= Association cortex =

Part of the cerebral cortex

The association cortex is a part of the cerebral cortex that performs complex cognitive functions. Unlike primary sensory or motor areas, which process specific sensory inputs or motor outputs, the association cortex integrates information from various sources to support higher-order cognitive processes. This integration allows for complex functions such as perception, language, and thought. Therefore, species that possess large amounts of association cortex tend to show advanced reasoning skills.

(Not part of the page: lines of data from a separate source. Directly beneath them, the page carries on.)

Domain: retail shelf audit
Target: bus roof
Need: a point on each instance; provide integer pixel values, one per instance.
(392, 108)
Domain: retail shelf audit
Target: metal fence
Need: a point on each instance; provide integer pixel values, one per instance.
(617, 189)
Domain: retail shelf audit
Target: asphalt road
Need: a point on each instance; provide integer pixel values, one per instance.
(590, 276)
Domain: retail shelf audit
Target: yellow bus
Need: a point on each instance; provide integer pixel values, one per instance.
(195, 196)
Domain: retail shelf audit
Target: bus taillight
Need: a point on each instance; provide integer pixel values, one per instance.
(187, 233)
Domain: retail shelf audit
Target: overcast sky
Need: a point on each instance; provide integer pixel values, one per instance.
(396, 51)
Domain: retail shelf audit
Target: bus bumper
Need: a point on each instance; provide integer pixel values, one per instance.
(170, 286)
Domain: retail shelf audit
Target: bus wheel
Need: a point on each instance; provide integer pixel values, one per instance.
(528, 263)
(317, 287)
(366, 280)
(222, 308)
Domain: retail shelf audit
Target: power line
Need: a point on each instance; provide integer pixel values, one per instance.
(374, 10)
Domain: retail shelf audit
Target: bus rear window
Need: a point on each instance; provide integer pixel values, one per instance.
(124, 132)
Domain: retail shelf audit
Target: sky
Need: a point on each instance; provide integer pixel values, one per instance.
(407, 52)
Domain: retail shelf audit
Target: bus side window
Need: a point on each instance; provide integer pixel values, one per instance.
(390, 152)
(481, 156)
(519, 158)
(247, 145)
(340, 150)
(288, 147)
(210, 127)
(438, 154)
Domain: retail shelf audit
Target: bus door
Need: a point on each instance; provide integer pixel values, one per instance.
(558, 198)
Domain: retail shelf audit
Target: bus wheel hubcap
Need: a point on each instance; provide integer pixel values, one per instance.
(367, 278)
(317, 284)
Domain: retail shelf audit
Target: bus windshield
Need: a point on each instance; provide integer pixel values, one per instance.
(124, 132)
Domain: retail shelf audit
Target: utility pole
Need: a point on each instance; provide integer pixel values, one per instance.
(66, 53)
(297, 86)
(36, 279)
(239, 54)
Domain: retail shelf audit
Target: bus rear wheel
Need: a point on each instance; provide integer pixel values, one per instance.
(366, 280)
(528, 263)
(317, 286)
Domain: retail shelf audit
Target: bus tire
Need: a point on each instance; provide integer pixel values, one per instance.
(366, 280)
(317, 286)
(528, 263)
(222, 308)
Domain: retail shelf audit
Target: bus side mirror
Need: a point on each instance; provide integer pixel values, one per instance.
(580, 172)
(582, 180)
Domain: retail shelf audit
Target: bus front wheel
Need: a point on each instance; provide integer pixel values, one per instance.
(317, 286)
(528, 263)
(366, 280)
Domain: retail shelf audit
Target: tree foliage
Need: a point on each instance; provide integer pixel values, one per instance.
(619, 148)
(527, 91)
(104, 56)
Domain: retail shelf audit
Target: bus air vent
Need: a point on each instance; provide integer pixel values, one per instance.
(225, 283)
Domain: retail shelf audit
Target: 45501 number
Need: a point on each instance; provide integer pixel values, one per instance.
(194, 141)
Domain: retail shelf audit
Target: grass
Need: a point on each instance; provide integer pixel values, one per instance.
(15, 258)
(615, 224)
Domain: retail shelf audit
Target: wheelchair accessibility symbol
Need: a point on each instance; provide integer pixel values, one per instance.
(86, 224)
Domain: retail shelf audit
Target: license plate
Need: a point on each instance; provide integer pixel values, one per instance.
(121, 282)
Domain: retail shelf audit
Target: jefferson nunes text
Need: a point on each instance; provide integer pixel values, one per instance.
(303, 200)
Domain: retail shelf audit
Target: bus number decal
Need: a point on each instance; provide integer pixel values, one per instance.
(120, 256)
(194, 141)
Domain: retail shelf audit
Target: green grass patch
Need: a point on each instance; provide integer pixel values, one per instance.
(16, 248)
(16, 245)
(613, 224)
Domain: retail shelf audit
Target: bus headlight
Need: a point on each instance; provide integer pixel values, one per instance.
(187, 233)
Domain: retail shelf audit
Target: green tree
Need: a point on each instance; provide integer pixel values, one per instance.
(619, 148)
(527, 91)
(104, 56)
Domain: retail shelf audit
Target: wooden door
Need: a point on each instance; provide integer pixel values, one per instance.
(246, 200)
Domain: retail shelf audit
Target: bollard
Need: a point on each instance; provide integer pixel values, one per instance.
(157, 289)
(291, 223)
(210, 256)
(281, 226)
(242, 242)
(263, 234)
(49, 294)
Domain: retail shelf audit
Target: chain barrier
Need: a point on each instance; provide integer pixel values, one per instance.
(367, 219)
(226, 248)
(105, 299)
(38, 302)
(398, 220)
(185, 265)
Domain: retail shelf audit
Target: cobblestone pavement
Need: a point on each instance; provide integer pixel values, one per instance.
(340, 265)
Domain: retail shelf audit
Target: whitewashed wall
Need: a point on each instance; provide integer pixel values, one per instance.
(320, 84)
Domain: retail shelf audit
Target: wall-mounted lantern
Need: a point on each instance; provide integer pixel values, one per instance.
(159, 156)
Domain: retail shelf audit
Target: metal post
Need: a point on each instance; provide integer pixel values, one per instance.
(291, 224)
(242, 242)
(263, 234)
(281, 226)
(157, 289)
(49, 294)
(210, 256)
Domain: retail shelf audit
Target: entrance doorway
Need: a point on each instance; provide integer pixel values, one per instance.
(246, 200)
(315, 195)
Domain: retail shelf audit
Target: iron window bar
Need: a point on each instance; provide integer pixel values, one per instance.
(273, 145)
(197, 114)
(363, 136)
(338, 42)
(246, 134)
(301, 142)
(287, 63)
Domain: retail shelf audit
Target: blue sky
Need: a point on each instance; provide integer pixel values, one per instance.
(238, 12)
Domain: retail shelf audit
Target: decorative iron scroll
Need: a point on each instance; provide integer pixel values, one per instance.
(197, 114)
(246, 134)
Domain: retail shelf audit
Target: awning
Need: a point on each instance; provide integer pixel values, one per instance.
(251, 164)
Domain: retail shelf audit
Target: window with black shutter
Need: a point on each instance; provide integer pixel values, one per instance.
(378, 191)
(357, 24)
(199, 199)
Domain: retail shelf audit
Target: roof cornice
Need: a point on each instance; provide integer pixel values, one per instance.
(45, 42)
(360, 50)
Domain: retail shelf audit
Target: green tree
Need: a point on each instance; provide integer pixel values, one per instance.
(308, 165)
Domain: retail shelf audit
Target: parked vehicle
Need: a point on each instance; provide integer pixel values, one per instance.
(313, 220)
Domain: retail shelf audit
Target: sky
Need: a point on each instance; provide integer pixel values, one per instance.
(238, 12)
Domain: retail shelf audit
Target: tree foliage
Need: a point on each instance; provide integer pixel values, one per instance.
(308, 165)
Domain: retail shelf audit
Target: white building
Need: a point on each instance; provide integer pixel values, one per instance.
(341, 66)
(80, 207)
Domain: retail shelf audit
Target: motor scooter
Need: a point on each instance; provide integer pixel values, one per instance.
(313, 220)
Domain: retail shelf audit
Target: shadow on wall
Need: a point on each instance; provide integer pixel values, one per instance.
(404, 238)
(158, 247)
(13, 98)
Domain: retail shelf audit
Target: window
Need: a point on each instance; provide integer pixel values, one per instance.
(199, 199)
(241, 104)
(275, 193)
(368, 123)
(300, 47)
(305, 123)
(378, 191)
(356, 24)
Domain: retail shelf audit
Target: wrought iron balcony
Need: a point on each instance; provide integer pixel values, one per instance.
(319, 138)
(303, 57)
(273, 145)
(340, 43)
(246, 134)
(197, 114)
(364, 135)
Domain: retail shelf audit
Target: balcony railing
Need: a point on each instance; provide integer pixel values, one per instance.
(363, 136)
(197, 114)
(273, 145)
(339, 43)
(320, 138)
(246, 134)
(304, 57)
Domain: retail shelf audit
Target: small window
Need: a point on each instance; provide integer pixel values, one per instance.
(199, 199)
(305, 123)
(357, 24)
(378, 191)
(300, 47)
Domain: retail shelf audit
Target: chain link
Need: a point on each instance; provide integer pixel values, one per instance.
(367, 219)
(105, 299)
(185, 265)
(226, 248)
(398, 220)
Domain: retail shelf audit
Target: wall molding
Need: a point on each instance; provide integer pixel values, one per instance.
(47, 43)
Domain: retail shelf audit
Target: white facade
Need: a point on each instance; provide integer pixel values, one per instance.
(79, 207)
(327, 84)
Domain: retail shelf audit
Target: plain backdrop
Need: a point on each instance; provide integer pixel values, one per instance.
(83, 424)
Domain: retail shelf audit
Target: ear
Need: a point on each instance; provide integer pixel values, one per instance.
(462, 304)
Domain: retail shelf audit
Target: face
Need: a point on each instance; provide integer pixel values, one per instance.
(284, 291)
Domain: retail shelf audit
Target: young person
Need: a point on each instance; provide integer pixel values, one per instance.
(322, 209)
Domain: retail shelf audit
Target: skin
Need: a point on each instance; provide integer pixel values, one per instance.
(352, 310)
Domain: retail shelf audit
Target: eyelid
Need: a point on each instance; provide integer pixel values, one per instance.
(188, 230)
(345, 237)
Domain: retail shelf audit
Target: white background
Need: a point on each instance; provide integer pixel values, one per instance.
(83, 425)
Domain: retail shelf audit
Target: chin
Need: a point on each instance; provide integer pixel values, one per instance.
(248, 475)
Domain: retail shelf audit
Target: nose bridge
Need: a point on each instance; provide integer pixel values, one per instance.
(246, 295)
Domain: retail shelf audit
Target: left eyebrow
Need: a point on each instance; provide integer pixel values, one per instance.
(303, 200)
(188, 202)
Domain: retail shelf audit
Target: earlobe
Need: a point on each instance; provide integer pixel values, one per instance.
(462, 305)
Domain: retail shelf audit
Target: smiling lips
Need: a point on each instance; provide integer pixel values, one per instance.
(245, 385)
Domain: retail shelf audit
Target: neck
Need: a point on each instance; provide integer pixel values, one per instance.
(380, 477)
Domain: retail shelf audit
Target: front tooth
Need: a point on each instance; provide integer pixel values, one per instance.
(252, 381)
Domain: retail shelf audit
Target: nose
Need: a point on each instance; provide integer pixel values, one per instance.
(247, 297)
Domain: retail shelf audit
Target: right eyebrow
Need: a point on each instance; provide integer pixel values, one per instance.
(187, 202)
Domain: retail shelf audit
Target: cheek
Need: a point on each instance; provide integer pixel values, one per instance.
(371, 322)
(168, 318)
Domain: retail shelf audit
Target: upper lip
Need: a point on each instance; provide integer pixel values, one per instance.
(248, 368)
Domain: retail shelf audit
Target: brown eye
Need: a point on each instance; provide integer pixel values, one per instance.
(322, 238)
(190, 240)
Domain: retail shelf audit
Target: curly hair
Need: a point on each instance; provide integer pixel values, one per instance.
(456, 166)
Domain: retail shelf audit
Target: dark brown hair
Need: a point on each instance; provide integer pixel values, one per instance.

The association cortex is generally divided into unimodal and heteromodal (or polymodal) areas, which process either a single sensory modality or multiple modalities, respectively.

==Types==
- Unimodal association cortex: This area receives input from a single sensory modality. The output from the unimodal cortex is largely to unimodal areas. For example, the visual association cortex in the occipital lobe processes visual information, and the auditory association cortex in the temporal lobe processes auditory information.
- Heteromodal (polymodal) association cortex: This area integrates information from multiple sensory modalities. It plays a critical role in higher cognitive functions, including attention, memory, language, and conscious thought. Heteromodal association cortex is hypothesised to be selectively involved in the neuropathology of schizophrenia.

==Examples in humans==
- Anterior association area: Located in the prefrontal cortex. This area is important in memory and planning.
- Posterior association area: Located in the posterior parietal lobe. This area plays an important role in perception and language. Damage to this area can result in agnosia.
- Limbic association area: Located in the anterior-ventral portion of the temporal lobe, this area links emotion with sensory inputs.